PATCHMATCH BASED TREE-SEED FUZZY CLUSTERING FOR ISCHEMIC STROKE LESION SEGMENTATION IN BRAIN MR IMAGES

Authors

  • Mr. Tushar R. Sangole Research Scholar
  • Dr. Amit K. Gaikwad Associate Professor, SIT Kolhapur
  • Dr. Vinod M. Vaze Department of Computer Science JJTU, Rajasthan, India

DOI:

https://doi.org/10.17605/OSF.IO/BVGW3

Keywords:

Patch match, Tree seed, Ischemic Stroke lesion, lesion segmentation

Abstract

Ischemic Stroke Lesion (ISL) arises when the artery of the brain gets blocked. The blood provisions nutrients and oxygen to the brain and take out carbon dioxide and other waste cells. In case an artery gets congested, the brain cells will not be able to function and will ultimately stop functioning (Khoshnam SE et al 2017).

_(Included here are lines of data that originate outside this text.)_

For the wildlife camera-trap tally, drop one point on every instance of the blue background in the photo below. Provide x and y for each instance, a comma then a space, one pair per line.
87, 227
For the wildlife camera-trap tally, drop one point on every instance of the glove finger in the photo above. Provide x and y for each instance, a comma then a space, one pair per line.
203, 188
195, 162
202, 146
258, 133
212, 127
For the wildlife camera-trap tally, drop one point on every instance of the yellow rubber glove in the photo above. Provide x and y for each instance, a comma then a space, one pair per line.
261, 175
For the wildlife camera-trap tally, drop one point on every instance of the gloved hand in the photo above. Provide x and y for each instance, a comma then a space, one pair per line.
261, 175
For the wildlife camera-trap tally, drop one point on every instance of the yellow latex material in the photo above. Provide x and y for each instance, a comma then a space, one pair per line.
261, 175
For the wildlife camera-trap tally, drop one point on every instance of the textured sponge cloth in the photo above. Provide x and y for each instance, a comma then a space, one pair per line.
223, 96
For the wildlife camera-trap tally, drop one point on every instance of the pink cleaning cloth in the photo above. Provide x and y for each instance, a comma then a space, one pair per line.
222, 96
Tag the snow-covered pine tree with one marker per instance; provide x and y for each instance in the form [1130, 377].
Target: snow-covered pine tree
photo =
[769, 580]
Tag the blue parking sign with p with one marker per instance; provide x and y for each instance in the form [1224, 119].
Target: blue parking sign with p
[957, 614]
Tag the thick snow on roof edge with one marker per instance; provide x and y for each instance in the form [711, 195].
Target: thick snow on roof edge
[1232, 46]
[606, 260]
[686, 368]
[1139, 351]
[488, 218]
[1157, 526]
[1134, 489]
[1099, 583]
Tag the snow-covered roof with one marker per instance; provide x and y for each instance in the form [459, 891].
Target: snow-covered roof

Nerve symptoms and symptoms of IS usually occur abruptly but can also be sometimes progressive in nature. Signs and symptoms vary based on the position of the occlusion and the flow (Sommer CJ 2017). Atherosclerotic stroke is generally found in elders, and arises without symptoms in 80% of the cases. IS can be initiated by a variety of ailments, like contraction of the arteries head or neck region (Jiang X et al 2018).This is usually produced by atherosclerosis, deposition of cholesterol, or generation blood clots which arise as a consequence of rapid heartbeat, heart attack, damages in heart valve, or some other underlying origins, including drug overdose, severe blood vessel injury in the neck, or abnormal blood flow (Renna R et al 2014). MRI is extensively utilized to identify cerebral ischemia.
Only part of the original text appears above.